91Ó°ÊÓ

A sequence is said to be convergent if its terms approach a specific value, called the limit, as the sequence progresses. In mathematical terms, a sequence \( \{a_n\} \) converges to a limit \( L \) if for every positive number \( \epsilon \), there exists a positive integer \( N \) such that for all \( n > N \), \( |a_n - L| < \epsilon \). This essentially means that past a certain point, the terms of the sequence get arbitrarily close to \( L \).

For the sequence \( a_n = \sqrt[n]{n^2 + n} \), we've identified that it converges. By simplifying the expression and examining the limiting behavior of its components, we found that \( a_n \) approaches 1 as \( n \to \infty \). This conclusion leverages the fundamental property of limits and the behavior of sequences, confirming that \( a_n \) settles at 1 for large \( n \). Thus, understanding limits gives us a profound insight into whether a sequence will converge or diverge.

When analyzing sequences, especially those involving terms like \( n^2 + n \), it is crucial to explore their behavior as \( n \) approaches infinity. Does the sequence grow without bound, approach a specific value, or vary erratically? For the sequence \( a_n = \sqrt[n]{n^2 + n} \), examining how each part behaves as \( n \) grows is key.

Upon simplifying terms in the sequence, notice that while \( n^2 + n \) itself grows without bound as \( n \to \infty \), the way it is modified by the \( n \)-th root significantly affects the result. Here, due to the properties of exponents and the logarithmic function, the components like \( n^{2/n} \) and \( (1 + 1/n)^{1/n} \) both tend to approach 1 as \( n \) becomes large. This shows how seemingly divergent expressions under specific operations can converge, highlighting a fascinating aspect of infinity behavior.

The \( n \)-th root is a fundamental concept in mathematics that deeply influences how sequences behave. When we talk about the \( n \)-th root, denoted as \( \sqrt[n]{x} \), we are essentially seeking a number that, when raised to the power of \( n \), yields \( x \).

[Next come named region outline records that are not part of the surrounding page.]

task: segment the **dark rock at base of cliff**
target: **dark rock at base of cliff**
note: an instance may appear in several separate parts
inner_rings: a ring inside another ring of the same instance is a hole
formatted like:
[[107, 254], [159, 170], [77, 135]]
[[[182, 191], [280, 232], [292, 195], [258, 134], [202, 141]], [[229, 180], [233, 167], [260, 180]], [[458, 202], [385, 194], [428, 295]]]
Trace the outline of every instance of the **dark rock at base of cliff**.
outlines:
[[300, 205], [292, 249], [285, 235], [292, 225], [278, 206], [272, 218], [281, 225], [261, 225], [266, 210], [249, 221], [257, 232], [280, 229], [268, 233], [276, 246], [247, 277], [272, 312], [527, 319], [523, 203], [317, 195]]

In sequences like \( a_n = \sqrt[n]{n^2 + n} \), understanding the impact of the \( n \)-th root is essential. As \( n \) increases, the \( n \)-th root tends to "neutralize" the effect of polynomial growth in its argument, causing factors like \( n^{2/n} \) and \( (1 + 1/n)^{1/n} \) to converge towards 1, even if \( n^2 + n \) itself grows indefinitely. This characteristic of the \( n \)-th root provides a balancing effect, ensuring that the sequence doesn’t diverge but instead stabilizes to a finite limit.